Here, https://en.wikipedia.org/wiki/Exponential_map_(Lie_theory)#Examples, we can see a number of examples:
- The unit circle centered at $0$ in the complex plane is a Lie group (called the circle group) whose tangent space at $1$ can be identified with the imaginary line in the complex plane, $\{it:t\in\mathbb R\}$. The exponential map for this Lie group is given by
$$
it \mapsto \exp(it) = e^{it} = \cos(t) + i\sin(t),\,
$$
- In the quaternions $\mathbb {H}$ , the set of quaternions of unit length form a Lie group (isomorphic to the special unitary group SU(2)) whose tangent space at 1 can be identified with the space of purely imaginary quaternions, $\{it+ju + kv :t, u, v\in\mathbb R\}$. The exponential map for this Lie group is given by
$$
{\displaystyle \mathbf {w} :=(it+ju+kv)\mapsto \exp(it+ju+kv)=\cos(|\mathbf {w} |)1+\sin(|\mathbf {w} |){\frac {\mathbf {w} }{|\mathbf {w} |}}.\,}$$
But then, they give out this definition which they claim is the general definition:
- The Lie group–Lie algebra correspondence also gives the definition: for $X$ in
${\mathfrak {g}}t\mapsto \exp(tX)$ is the unique Lie group homomorphism corresponding to the Lie algebra homomorphism $t\mapsto tX$. (note: $\operatorname {Lie}({\mathbb {R}})={\mathbb {R}}$.)

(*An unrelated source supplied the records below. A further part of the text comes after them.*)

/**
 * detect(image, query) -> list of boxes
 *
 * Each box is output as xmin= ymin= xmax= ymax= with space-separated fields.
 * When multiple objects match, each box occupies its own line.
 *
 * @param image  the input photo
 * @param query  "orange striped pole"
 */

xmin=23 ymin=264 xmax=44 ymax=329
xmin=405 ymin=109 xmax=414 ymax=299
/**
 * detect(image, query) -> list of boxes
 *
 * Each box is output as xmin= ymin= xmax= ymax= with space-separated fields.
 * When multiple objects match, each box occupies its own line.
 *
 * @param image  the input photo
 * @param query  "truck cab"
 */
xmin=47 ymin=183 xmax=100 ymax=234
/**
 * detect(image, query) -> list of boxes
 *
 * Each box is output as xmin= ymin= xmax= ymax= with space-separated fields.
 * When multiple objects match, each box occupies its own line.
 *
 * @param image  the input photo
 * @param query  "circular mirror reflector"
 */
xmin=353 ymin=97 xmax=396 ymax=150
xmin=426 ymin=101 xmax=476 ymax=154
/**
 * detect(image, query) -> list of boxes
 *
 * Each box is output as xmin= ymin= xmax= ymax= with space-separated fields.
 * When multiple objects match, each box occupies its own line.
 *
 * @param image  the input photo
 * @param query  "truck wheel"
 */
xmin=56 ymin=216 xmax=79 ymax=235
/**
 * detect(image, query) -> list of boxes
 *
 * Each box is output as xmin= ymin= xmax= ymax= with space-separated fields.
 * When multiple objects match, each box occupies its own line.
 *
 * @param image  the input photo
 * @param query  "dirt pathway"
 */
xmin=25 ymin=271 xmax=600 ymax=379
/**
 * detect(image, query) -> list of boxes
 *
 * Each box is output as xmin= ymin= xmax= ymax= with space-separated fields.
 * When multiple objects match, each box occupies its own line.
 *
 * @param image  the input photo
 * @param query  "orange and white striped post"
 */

I can see why the first example needs just one real number $t$ since there is only one term $i$ in the exponential. But, in the case of say the general linear group… how many real numbers to I need? Why is the general definition contains just $t$, and not a plurality of real numbers? Are we trying to generated a subgroup of $X$ by using a single parameter $t$ (the one-parameter group), but if we wanted to generate the full group we will need multiple real variables instead of just one? I am trying to understand what the exponential map does.
Best Answer
You can apply the exponential map to any element of the Lie algebra -- which gives a number of free parameters equal to the dimension of the Lie algebra (which is also the manifold dimension of the group).
However, when used that way the exponential map is generally not a homomorphism. It can't be in general because that would require all group elements in the image of the exponential map to commute with each other, and the original Lie group is not usually abelian.
On the other hand, if you restrict to an (arbitrary!) one-dimensional subspace of the Lie algebra, the exponential map does become a homomorphism from a subgroup of (the additive group of) the Lie algebra into the Lie group. This is why the one-parameter case has a special position in the theory, and some results only hold for that case.